# Breeding Success and Thanking the mares! They too are quite important!~



## HGEsquire (Feb 21, 2010)

*Mare celebration continues:*

MARE CELEBRATION CONTINUES:

Pictured is Celebrity Affair (Crafty Friend x Colonial Dame -- Colonial Affair) -- Premium TB Mare Book I, Rated by the German Rheinland Pfalz-Saar International, recipient of USHJA HOTY Breeding Award and 4th in Sally Wheeler/USEF Hunter Nationals. 

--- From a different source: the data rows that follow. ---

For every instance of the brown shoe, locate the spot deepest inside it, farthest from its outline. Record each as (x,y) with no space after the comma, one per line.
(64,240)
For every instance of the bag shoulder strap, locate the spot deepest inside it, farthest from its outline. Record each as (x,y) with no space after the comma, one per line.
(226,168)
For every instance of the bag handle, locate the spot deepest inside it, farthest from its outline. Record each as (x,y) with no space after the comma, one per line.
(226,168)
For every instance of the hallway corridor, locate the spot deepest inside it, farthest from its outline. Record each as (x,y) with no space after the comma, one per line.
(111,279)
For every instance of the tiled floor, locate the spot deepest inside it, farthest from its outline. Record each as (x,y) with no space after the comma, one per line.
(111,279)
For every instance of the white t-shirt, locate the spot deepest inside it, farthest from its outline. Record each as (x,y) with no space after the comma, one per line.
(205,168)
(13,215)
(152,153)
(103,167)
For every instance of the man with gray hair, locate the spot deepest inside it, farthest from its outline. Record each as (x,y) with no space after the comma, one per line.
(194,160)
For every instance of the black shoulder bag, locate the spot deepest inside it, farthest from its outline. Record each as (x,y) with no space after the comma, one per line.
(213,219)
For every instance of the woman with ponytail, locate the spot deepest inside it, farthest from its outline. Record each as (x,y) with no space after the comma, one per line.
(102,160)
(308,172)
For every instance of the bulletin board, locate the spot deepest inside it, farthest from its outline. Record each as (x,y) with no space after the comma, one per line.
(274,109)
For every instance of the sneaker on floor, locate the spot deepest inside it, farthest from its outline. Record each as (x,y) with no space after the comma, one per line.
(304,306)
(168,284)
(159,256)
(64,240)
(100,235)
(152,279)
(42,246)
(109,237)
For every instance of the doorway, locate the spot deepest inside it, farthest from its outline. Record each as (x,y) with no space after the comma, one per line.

Celebrity Affair is the dam of Hy Class Affair, a HG Esquire+ grandson who is sired by Multi National Winner Hy Wynds (whose dam is pictured below). Hy Class Affair is the 2013 East Coast SHIH Half-Arabian/Anglo Arabian Yearling Champion and 2013 Top 10 SHN SHIH Half-Arabian/Anglo Arabian Yearling Gelding.












Denise Gainey


----------



## dbarabians (May 21, 2011)

I like that TB mare. She is well built and classy. I have been shopping for TB mares and have yet to find one that nice. Shalom


----------



## HGEsquire (Feb 21, 2010)

*Yup*



dbarabians said:


> I like that TB mare. She is well built and classy. I have been shopping for TB mares and have yet to find one that nice. Shalom


Yes there really are not too many TB mares this nice. We did have one last year at our place who the owner is now offering for sale (located in Pulaski, VA) however she is not RPSI/WB approved at this time. 

We called this mare Catwoman and her Esquire+ grandson's barn name is Batman :lol:

Denise Gainey


----------



## sheschase (Jan 14, 2010)

A year gone since this conversation, but I was curious if you happened to know where the dam of celebrity affair is? Colonial Dame?


----------